On the First Sunday of Advent, 1964, Catholics across the world arrived at Sunday mass to find the priest facing them across the altar for the first time in their lives and – even more jarring – he addressed them not in Latin, but in their own language -- and the new liturgy required them to respond in kind.
In 2011, implementation of new English-language translation of the Roman Missal, the official text of prayers and responses used in the mass, was announced for November 27, 2011, the first Sunday of Advent and the beginning of the new liturgical year.
Not everybody's happy about that. After all, the old mass worked just fine for more than 40 years.
Cardinal Francis George, president of the U.S. Conference of Catholic Bishops, said the Vatican has mandated priests and parishioners to change the text that most have repeated weekly for 40 years, such as the prayer, "Lord, I am not worthy to receive you," which is now changed to "Lord, I am not worthy that you should enter under my roof."
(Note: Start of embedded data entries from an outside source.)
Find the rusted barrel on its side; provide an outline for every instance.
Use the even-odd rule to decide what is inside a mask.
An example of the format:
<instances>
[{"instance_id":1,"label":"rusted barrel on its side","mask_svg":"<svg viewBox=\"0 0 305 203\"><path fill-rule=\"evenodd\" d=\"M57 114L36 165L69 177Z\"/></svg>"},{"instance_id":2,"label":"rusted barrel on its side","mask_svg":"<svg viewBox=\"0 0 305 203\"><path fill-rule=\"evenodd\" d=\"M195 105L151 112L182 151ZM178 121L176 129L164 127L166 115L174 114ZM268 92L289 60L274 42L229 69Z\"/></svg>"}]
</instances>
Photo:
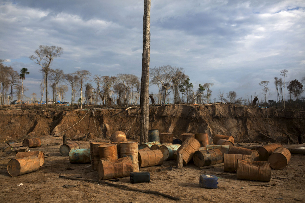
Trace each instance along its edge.
<instances>
[{"instance_id":1,"label":"rusted barrel on its side","mask_svg":"<svg viewBox=\"0 0 305 203\"><path fill-rule=\"evenodd\" d=\"M216 144L217 145L228 145L230 147L234 146L234 144L232 142L225 139L221 139L219 140Z\"/></svg>"},{"instance_id":2,"label":"rusted barrel on its side","mask_svg":"<svg viewBox=\"0 0 305 203\"><path fill-rule=\"evenodd\" d=\"M69 156L70 150L72 149L79 149L79 145L77 142L71 142L62 145L59 148L59 152L63 156Z\"/></svg>"},{"instance_id":3,"label":"rusted barrel on its side","mask_svg":"<svg viewBox=\"0 0 305 203\"><path fill-rule=\"evenodd\" d=\"M140 151L138 153L139 168L161 165L163 163L163 154L159 149Z\"/></svg>"},{"instance_id":4,"label":"rusted barrel on its side","mask_svg":"<svg viewBox=\"0 0 305 203\"><path fill-rule=\"evenodd\" d=\"M41 146L41 140L39 138L25 139L22 141L22 146L29 148L39 147Z\"/></svg>"},{"instance_id":5,"label":"rusted barrel on its side","mask_svg":"<svg viewBox=\"0 0 305 203\"><path fill-rule=\"evenodd\" d=\"M182 138L181 140L182 141L182 143L183 143L185 141L186 138L189 137L195 138L195 134L194 133L182 133L181 134L181 136L182 136Z\"/></svg>"},{"instance_id":6,"label":"rusted barrel on its side","mask_svg":"<svg viewBox=\"0 0 305 203\"><path fill-rule=\"evenodd\" d=\"M168 143L163 143L162 144L159 144L158 145L154 145L150 148L150 149L152 150L159 149L160 147L162 145L171 145L172 144L172 143L169 142Z\"/></svg>"},{"instance_id":7,"label":"rusted barrel on its side","mask_svg":"<svg viewBox=\"0 0 305 203\"><path fill-rule=\"evenodd\" d=\"M69 153L69 161L71 163L91 163L90 149L72 149Z\"/></svg>"},{"instance_id":8,"label":"rusted barrel on its side","mask_svg":"<svg viewBox=\"0 0 305 203\"><path fill-rule=\"evenodd\" d=\"M140 146L139 147L139 149L142 149L143 148L145 148L145 147L148 147L150 149L150 148L151 147L151 146L154 145L158 145L160 143L160 142L159 141L154 141L153 142L149 142L144 143L144 144L140 145Z\"/></svg>"},{"instance_id":9,"label":"rusted barrel on its side","mask_svg":"<svg viewBox=\"0 0 305 203\"><path fill-rule=\"evenodd\" d=\"M272 168L282 170L286 168L291 158L289 150L285 147L278 147L269 156L268 161Z\"/></svg>"},{"instance_id":10,"label":"rusted barrel on its side","mask_svg":"<svg viewBox=\"0 0 305 203\"><path fill-rule=\"evenodd\" d=\"M218 141L221 139L224 139L230 141L231 142L234 144L235 140L234 138L232 136L228 136L228 135L215 135L215 136L213 138L213 143L215 145Z\"/></svg>"},{"instance_id":11,"label":"rusted barrel on its side","mask_svg":"<svg viewBox=\"0 0 305 203\"><path fill-rule=\"evenodd\" d=\"M183 164L186 165L193 158L195 152L198 151L199 148L200 143L199 142L194 138L188 137L174 153L174 158L177 160L177 152L179 152L182 154Z\"/></svg>"},{"instance_id":12,"label":"rusted barrel on its side","mask_svg":"<svg viewBox=\"0 0 305 203\"><path fill-rule=\"evenodd\" d=\"M159 149L163 154L163 159L170 160L173 159L174 154L180 147L181 145L162 145L160 146Z\"/></svg>"},{"instance_id":13,"label":"rusted barrel on its side","mask_svg":"<svg viewBox=\"0 0 305 203\"><path fill-rule=\"evenodd\" d=\"M198 167L221 163L223 160L222 153L218 149L197 151L194 154L193 160Z\"/></svg>"},{"instance_id":14,"label":"rusted barrel on its side","mask_svg":"<svg viewBox=\"0 0 305 203\"><path fill-rule=\"evenodd\" d=\"M138 142L131 141L121 143L121 157L130 156L133 164L133 171L139 171L139 161L138 159Z\"/></svg>"},{"instance_id":15,"label":"rusted barrel on its side","mask_svg":"<svg viewBox=\"0 0 305 203\"><path fill-rule=\"evenodd\" d=\"M170 132L161 132L160 134L160 143L161 144L169 142L173 143L173 133Z\"/></svg>"},{"instance_id":16,"label":"rusted barrel on its side","mask_svg":"<svg viewBox=\"0 0 305 203\"><path fill-rule=\"evenodd\" d=\"M195 138L198 140L202 147L206 147L209 144L209 135L207 133L195 134Z\"/></svg>"},{"instance_id":17,"label":"rusted barrel on its side","mask_svg":"<svg viewBox=\"0 0 305 203\"><path fill-rule=\"evenodd\" d=\"M271 178L271 170L267 161L237 160L237 179L269 182Z\"/></svg>"},{"instance_id":18,"label":"rusted barrel on its side","mask_svg":"<svg viewBox=\"0 0 305 203\"><path fill-rule=\"evenodd\" d=\"M119 141L127 141L127 139L126 138L126 135L124 132L118 131L112 133L110 139L111 142L117 142Z\"/></svg>"},{"instance_id":19,"label":"rusted barrel on its side","mask_svg":"<svg viewBox=\"0 0 305 203\"><path fill-rule=\"evenodd\" d=\"M269 156L276 148L282 147L283 145L278 142L274 142L257 148L260 154L260 161L268 161Z\"/></svg>"},{"instance_id":20,"label":"rusted barrel on its side","mask_svg":"<svg viewBox=\"0 0 305 203\"><path fill-rule=\"evenodd\" d=\"M253 156L253 161L258 161L259 159L259 154L258 152L256 149L250 149L243 147L231 147L229 151L229 154L250 154Z\"/></svg>"},{"instance_id":21,"label":"rusted barrel on its side","mask_svg":"<svg viewBox=\"0 0 305 203\"><path fill-rule=\"evenodd\" d=\"M99 158L104 161L111 161L117 159L117 144L109 144L99 146Z\"/></svg>"},{"instance_id":22,"label":"rusted barrel on its side","mask_svg":"<svg viewBox=\"0 0 305 203\"><path fill-rule=\"evenodd\" d=\"M107 180L129 176L133 171L133 164L129 156L111 161L100 159L98 169L100 180Z\"/></svg>"},{"instance_id":23,"label":"rusted barrel on its side","mask_svg":"<svg viewBox=\"0 0 305 203\"><path fill-rule=\"evenodd\" d=\"M43 163L45 163L45 154L43 153L43 152L41 151L18 152L16 155L15 159L20 159L32 156L35 156L38 157L40 162L40 166L42 166Z\"/></svg>"},{"instance_id":24,"label":"rusted barrel on its side","mask_svg":"<svg viewBox=\"0 0 305 203\"><path fill-rule=\"evenodd\" d=\"M152 129L148 130L148 142L149 142L154 141L160 141L160 137L159 136L159 131L157 129Z\"/></svg>"},{"instance_id":25,"label":"rusted barrel on its side","mask_svg":"<svg viewBox=\"0 0 305 203\"><path fill-rule=\"evenodd\" d=\"M237 159L253 161L253 156L249 154L225 154L224 156L224 171L235 172L237 169Z\"/></svg>"},{"instance_id":26,"label":"rusted barrel on its side","mask_svg":"<svg viewBox=\"0 0 305 203\"><path fill-rule=\"evenodd\" d=\"M7 164L7 172L12 176L17 176L36 171L40 167L40 160L32 156L11 159Z\"/></svg>"}]
</instances>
Other familiar passages, such as "Christ has died, Christ has risen, Christ will come again" will no longer be used.
Changes to the wording of the Nicene and Apostles' creeds were also made. Pope John Paul II ordered the new translations to encourage greater faithfulness to the original Latin. In his opinion, translations into local languages after the Second Vatican Council in the 1960s were too hastily and sloppily produced.